Baca juga : JK Apresiasi Semangat Gotong Royong Diaspora
Menurut Kawendra, pembentukan holding survei merupakan bagian dari transformasi BUMN yang bertujuan menciptakan perusahaan negara yang lebih kuat, sehat, dan kompetitif. Konsolidasi tersebut bukan sekadar mengurangi jumlah perusahaan, tetapi juga memperkuat entitas yang memiliki peran strategis.
Kawendra menambahkan, keberadaan IDSurvey diharapkan mampu mendukung penguatan tata kelola BUMN sekaligus memberikan nilai tambah bagi perekonomian nasional melalui peningkatan efisiensi dan daya saing. “Rasanya ini sudah langkah yang tepat,” puji politisi Gerindra ini.
Anggota Komisi VI DPR Herman Khaeron menambahkan, Pemerintah memberikan mandat besar kepada IDSurvey dalam menjalankan fungsi sertifikasi, verifikasi, dan inspeksi pada sektor-sektor strategis.
Utamanya, berkaitan dengan penerimaan negara, keamanan nasional, hilirisasi industri, hingga penguatan daya saing produk Indonesia di pasar global.
Baca juga : Sinergi Pemerintah-Kampus Perkuat Ketahanan Pangan
Herman menyebut sejumlah sektor yang berpotensi diberikan mandat lebih besar kepada IDSurvey. Antara lain, perdagangan, impor, kepabeanan, pengawasan komoditas, keselamatan pelayaran, sertifikasi ekspor, hingga berbagai program strategis nasional.

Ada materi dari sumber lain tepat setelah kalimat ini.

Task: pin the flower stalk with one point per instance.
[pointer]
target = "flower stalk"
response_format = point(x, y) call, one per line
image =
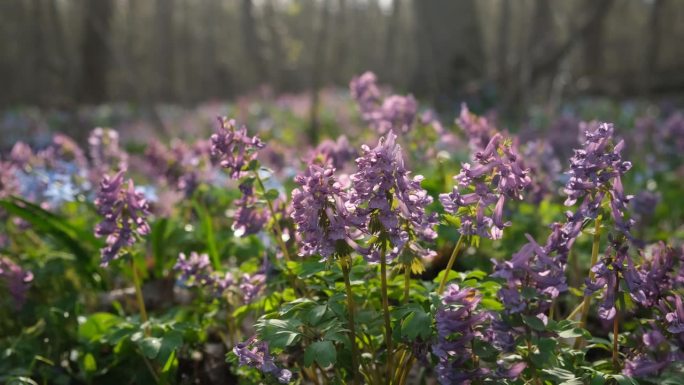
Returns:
point(345, 264)
point(450, 264)
point(139, 295)
point(386, 314)
point(594, 259)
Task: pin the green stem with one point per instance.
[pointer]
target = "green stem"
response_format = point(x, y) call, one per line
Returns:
point(385, 307)
point(407, 370)
point(452, 259)
point(345, 265)
point(594, 258)
point(276, 225)
point(407, 282)
point(139, 295)
point(616, 327)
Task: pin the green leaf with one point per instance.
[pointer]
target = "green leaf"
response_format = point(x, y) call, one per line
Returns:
point(89, 364)
point(491, 304)
point(55, 226)
point(417, 323)
point(598, 379)
point(150, 346)
point(322, 352)
point(624, 380)
point(172, 340)
point(317, 313)
point(97, 325)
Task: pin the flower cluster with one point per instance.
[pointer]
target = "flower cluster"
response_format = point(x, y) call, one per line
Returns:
point(17, 280)
point(256, 354)
point(8, 181)
point(385, 201)
point(125, 213)
point(656, 275)
point(320, 214)
point(596, 170)
point(615, 265)
point(233, 147)
point(498, 174)
point(460, 325)
point(105, 153)
point(196, 271)
point(531, 268)
point(395, 112)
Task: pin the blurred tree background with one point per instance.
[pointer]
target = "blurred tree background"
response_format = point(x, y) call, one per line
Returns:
point(505, 53)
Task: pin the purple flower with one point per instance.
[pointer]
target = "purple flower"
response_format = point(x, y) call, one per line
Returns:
point(196, 270)
point(395, 113)
point(251, 285)
point(385, 201)
point(233, 147)
point(17, 280)
point(8, 180)
point(531, 268)
point(594, 167)
point(656, 275)
point(256, 354)
point(105, 153)
point(479, 196)
point(319, 213)
point(125, 213)
point(642, 365)
point(675, 318)
point(459, 326)
point(615, 265)
point(645, 203)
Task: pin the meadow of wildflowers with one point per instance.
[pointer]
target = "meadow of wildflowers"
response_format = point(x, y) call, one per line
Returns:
point(410, 250)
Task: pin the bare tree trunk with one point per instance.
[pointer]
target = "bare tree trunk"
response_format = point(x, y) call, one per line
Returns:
point(447, 64)
point(593, 49)
point(317, 72)
point(390, 41)
point(38, 54)
point(252, 43)
point(95, 51)
point(61, 54)
point(188, 84)
point(165, 79)
point(341, 73)
point(503, 41)
point(654, 34)
point(277, 52)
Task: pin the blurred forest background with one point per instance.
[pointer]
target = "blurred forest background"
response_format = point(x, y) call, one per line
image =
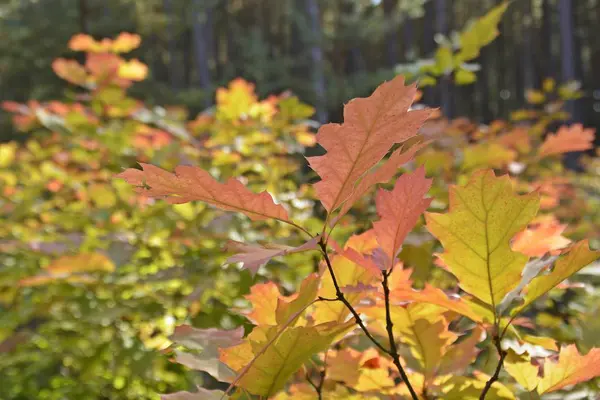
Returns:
point(324, 51)
point(94, 277)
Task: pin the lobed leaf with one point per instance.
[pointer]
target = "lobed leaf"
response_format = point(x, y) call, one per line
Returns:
point(577, 258)
point(484, 215)
point(571, 368)
point(399, 210)
point(193, 183)
point(567, 139)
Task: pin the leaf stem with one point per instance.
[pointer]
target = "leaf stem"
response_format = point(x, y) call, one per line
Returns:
point(340, 297)
point(393, 347)
point(494, 378)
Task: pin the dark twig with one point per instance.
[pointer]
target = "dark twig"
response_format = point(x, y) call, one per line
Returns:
point(340, 296)
point(318, 388)
point(389, 325)
point(494, 378)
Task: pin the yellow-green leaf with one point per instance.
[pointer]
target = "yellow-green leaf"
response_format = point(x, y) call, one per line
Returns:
point(484, 215)
point(570, 369)
point(519, 366)
point(480, 33)
point(577, 258)
point(269, 360)
point(464, 77)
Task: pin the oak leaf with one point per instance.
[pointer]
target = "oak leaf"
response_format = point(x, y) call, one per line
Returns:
point(348, 273)
point(380, 174)
point(269, 307)
point(519, 366)
point(203, 349)
point(484, 215)
point(567, 139)
point(399, 210)
point(265, 362)
point(571, 368)
point(578, 257)
point(192, 183)
point(540, 238)
point(253, 256)
point(371, 127)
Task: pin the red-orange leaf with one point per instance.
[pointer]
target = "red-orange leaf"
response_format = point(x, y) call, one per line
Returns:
point(381, 174)
point(253, 256)
point(571, 368)
point(567, 139)
point(400, 210)
point(371, 127)
point(193, 183)
point(541, 238)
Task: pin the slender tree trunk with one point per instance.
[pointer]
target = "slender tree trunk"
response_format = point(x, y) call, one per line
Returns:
point(567, 45)
point(546, 39)
point(391, 32)
point(173, 70)
point(316, 55)
point(441, 25)
point(200, 28)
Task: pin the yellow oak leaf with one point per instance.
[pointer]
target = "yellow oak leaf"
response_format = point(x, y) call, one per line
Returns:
point(348, 273)
point(577, 258)
point(571, 368)
point(519, 366)
point(265, 362)
point(484, 215)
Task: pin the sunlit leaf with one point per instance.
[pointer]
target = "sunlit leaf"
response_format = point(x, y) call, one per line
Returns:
point(476, 233)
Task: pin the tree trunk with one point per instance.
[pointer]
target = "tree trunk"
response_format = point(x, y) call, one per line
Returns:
point(391, 32)
point(200, 26)
point(441, 26)
point(173, 70)
point(567, 45)
point(316, 55)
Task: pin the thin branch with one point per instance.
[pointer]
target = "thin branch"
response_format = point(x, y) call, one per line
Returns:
point(393, 347)
point(340, 296)
point(494, 378)
point(318, 388)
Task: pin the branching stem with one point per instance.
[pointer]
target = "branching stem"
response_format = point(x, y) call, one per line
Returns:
point(389, 325)
point(393, 352)
point(494, 378)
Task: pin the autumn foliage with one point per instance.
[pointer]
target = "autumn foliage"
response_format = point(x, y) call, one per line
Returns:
point(363, 289)
point(420, 263)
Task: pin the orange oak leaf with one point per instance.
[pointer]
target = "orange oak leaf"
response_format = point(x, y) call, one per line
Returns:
point(432, 295)
point(270, 308)
point(253, 256)
point(371, 127)
point(381, 175)
point(70, 70)
point(399, 211)
point(540, 238)
point(571, 368)
point(517, 139)
point(71, 269)
point(567, 139)
point(192, 183)
point(264, 297)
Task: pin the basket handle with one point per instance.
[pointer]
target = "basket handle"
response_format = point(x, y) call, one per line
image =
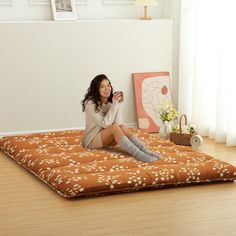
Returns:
point(180, 122)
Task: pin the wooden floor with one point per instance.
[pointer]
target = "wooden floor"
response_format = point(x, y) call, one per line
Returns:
point(30, 208)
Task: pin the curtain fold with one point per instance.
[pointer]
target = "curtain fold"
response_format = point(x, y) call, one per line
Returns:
point(207, 79)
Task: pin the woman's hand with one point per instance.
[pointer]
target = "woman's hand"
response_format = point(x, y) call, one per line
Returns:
point(117, 97)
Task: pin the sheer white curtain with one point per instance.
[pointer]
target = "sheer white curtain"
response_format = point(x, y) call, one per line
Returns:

"Kebijakan yang mewajibkan penggunaan jasa survei BUMN pada sektor tertentu dapat memperkuat pengawasan negara dan meningkatkan kontribusi IDSurvey terhadap perekonomian nasional," harap Herman di Jakarta, Minggu (28/6/2026).
Herman menekankan, pemberian mandat tersebut tidak bertentangan dengan praktik yang berlaku di banyak negara lain. Justru, banyak negara maju mengutamakan instrumen nasional untuk menjaga kepentingan ekonomi dan kedaulatan mereka.

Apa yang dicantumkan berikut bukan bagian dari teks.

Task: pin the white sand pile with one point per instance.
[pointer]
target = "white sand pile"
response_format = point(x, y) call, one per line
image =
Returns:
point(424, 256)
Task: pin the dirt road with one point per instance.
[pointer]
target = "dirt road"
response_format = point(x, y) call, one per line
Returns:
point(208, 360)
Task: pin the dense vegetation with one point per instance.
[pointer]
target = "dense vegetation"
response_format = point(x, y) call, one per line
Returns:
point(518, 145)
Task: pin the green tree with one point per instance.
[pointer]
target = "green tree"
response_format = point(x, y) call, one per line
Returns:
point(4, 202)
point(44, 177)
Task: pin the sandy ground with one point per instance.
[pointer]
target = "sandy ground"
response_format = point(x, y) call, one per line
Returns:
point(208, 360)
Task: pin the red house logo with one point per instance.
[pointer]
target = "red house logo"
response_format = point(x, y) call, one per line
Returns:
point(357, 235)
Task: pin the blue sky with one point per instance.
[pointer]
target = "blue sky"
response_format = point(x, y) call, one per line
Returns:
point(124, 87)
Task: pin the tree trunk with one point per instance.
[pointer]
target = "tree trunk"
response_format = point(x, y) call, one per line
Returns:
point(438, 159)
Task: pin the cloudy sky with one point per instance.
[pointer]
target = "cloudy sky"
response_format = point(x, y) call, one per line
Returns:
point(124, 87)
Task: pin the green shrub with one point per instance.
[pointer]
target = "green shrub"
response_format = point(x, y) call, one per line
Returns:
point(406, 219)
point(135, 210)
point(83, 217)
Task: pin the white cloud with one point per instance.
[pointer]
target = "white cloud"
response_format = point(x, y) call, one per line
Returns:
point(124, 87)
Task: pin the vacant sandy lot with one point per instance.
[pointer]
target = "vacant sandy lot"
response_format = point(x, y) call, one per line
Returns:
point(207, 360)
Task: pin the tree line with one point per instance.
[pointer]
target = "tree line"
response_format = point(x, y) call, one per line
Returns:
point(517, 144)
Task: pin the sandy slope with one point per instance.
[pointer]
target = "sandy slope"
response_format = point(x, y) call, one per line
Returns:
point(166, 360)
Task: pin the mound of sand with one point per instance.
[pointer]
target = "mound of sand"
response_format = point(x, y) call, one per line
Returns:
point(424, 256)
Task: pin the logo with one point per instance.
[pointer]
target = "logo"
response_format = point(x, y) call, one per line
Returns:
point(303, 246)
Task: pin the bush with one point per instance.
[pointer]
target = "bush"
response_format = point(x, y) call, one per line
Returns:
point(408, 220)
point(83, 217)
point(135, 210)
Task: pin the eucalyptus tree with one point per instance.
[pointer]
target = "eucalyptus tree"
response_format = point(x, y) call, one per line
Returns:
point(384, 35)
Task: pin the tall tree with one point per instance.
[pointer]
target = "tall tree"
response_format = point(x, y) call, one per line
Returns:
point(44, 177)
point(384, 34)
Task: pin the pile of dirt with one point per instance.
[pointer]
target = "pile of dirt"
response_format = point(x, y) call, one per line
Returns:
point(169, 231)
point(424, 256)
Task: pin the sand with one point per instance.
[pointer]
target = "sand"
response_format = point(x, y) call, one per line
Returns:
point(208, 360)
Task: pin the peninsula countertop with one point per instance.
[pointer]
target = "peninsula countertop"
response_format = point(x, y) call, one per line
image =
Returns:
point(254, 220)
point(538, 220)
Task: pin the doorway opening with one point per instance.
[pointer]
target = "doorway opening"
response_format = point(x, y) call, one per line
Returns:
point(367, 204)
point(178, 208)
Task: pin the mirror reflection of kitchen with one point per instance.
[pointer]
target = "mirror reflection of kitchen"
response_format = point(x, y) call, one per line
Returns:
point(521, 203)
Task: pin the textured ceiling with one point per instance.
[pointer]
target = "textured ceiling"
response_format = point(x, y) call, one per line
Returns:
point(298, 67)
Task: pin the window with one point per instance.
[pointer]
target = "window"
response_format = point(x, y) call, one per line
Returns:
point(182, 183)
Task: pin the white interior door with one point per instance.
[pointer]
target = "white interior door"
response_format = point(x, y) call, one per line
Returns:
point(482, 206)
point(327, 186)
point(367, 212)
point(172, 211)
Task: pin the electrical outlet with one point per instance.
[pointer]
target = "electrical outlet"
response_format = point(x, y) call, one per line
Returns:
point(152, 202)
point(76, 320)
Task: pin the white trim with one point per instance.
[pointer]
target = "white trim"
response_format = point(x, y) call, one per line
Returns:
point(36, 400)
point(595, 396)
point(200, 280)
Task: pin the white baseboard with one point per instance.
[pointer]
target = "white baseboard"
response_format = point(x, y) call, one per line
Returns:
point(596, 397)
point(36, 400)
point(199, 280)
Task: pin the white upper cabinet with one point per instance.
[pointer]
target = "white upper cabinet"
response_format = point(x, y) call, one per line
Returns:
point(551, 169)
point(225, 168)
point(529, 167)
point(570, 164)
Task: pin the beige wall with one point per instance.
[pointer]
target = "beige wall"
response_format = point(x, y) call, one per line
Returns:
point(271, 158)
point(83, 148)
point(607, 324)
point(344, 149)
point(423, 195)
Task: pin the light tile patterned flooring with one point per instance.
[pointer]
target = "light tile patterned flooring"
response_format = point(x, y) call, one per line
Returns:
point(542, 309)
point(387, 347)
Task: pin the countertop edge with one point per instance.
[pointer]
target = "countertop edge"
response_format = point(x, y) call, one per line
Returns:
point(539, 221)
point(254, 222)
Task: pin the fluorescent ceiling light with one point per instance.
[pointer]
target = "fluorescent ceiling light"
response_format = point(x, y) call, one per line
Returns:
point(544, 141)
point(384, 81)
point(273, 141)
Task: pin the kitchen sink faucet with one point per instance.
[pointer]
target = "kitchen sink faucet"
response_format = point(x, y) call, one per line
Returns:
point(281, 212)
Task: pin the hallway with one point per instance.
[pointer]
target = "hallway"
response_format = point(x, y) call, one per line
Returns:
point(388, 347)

Penguatan peran IDSurvey melalui kebijakan yang bersifat wajib, kata Herman, juga akan membantu negara mencegah berbagai praktik yang merugikan perekonomian nasional. Seperti under invoicing (pelaporan harga lebih rendah) maupun transfer pricing (penetapan harga antarperusahaan terafiliasi), sekaligus memastikan pengawasan terhadap berbagai aktivitas ekonomi strategis.

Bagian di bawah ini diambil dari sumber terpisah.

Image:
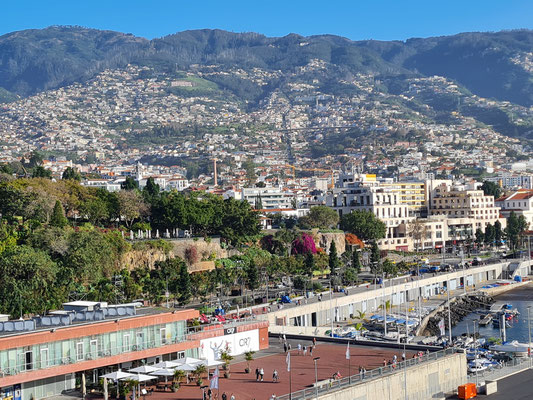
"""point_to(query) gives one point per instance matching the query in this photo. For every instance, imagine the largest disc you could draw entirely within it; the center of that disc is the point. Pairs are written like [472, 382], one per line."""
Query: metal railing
[333, 385]
[507, 368]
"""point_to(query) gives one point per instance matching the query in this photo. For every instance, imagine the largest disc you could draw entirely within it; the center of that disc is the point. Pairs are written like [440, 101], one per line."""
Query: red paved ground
[244, 386]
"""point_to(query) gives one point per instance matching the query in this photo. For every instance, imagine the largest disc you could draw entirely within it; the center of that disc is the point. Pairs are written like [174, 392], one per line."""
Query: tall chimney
[215, 171]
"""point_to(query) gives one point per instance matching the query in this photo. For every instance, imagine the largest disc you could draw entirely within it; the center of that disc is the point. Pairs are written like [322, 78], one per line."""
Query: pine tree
[185, 286]
[375, 257]
[258, 202]
[333, 258]
[309, 263]
[58, 216]
[253, 277]
[356, 261]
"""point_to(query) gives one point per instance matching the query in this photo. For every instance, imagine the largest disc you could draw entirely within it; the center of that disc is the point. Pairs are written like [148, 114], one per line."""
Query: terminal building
[53, 354]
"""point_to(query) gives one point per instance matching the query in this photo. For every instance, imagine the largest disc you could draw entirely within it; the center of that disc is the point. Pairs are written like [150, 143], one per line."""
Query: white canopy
[140, 378]
[188, 360]
[212, 363]
[118, 375]
[166, 364]
[163, 372]
[144, 369]
[186, 367]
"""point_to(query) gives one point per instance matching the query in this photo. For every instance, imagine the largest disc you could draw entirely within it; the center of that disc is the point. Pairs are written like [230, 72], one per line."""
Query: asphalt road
[515, 387]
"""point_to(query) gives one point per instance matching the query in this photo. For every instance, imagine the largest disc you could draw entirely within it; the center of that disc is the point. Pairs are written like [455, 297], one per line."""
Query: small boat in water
[485, 320]
[496, 323]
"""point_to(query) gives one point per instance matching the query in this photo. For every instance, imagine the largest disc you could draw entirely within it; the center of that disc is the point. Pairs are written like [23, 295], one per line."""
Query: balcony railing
[39, 363]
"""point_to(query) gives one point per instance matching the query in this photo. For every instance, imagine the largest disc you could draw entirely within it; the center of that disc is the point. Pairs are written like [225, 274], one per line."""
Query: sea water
[520, 299]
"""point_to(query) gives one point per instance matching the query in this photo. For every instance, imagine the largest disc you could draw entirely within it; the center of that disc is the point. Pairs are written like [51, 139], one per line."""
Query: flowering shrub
[354, 240]
[304, 244]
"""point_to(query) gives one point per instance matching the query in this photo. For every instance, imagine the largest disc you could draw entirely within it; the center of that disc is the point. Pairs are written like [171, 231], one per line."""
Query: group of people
[211, 395]
[302, 350]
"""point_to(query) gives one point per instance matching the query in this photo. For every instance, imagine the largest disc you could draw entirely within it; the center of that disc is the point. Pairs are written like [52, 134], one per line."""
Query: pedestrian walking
[275, 376]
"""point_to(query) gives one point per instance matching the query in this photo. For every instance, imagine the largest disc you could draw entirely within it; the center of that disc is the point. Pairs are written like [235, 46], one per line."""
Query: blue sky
[355, 19]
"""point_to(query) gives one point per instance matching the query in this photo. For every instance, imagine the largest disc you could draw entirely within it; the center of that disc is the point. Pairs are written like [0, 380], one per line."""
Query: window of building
[126, 343]
[28, 360]
[163, 335]
[44, 358]
[93, 345]
[139, 340]
[79, 351]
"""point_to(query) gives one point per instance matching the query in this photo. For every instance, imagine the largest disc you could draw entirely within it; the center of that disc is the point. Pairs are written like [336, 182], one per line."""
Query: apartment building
[269, 197]
[521, 202]
[47, 355]
[466, 210]
[384, 202]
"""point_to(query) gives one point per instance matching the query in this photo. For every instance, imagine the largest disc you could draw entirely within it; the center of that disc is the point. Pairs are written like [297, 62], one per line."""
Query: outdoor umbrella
[164, 372]
[115, 376]
[186, 367]
[144, 369]
[189, 360]
[166, 364]
[140, 378]
[211, 363]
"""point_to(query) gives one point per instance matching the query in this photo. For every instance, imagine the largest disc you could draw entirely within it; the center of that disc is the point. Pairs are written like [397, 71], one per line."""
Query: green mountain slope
[494, 65]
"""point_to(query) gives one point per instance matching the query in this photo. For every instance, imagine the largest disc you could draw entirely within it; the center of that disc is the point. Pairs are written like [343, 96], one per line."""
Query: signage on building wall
[18, 392]
[234, 343]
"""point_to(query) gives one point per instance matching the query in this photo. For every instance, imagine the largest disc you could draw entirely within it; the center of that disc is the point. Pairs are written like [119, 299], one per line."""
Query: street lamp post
[384, 305]
[529, 336]
[316, 376]
[475, 353]
[331, 302]
[449, 311]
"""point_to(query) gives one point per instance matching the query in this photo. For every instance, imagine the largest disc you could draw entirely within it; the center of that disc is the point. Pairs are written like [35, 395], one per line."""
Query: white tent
[166, 364]
[144, 369]
[140, 378]
[212, 363]
[187, 367]
[189, 360]
[115, 376]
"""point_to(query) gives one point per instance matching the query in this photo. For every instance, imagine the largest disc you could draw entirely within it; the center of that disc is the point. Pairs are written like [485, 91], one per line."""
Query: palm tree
[178, 376]
[226, 357]
[248, 356]
[198, 372]
[387, 306]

Baca juga : Gerindra: Swasembada Pangan Semakin Dekat
Peran IDSurvey, tambah dia, tidak hanya sebagai korporasi yang berorientasi pada keuntungan, tetapi juga mengemban tugas negara dalam menjaga berbagai kepentingan nasional, khususnya di tengah semakin terbukanya persaingan global.
Bahkan, peluang bisnis IDSurvey masih sangat besar.
"Pangsa pasar holding BUMN survei saat ini baru mencapai sekitar 27 persen, sementara sebagian besar pasar masih dikuasai perusahaan swasta domestik maupun asing," sebut legislator asal Jawa Barat (Jabar) ini. TIF
Artikel ini tayang di Harian Rakyat Merdeka Cetak, Halaman 3, edisi Selasa, 30 Juni 2026 dengan judul "Penegasan Komisi VI Holding IDSurvey Bagian Dari Transformasi BUMN"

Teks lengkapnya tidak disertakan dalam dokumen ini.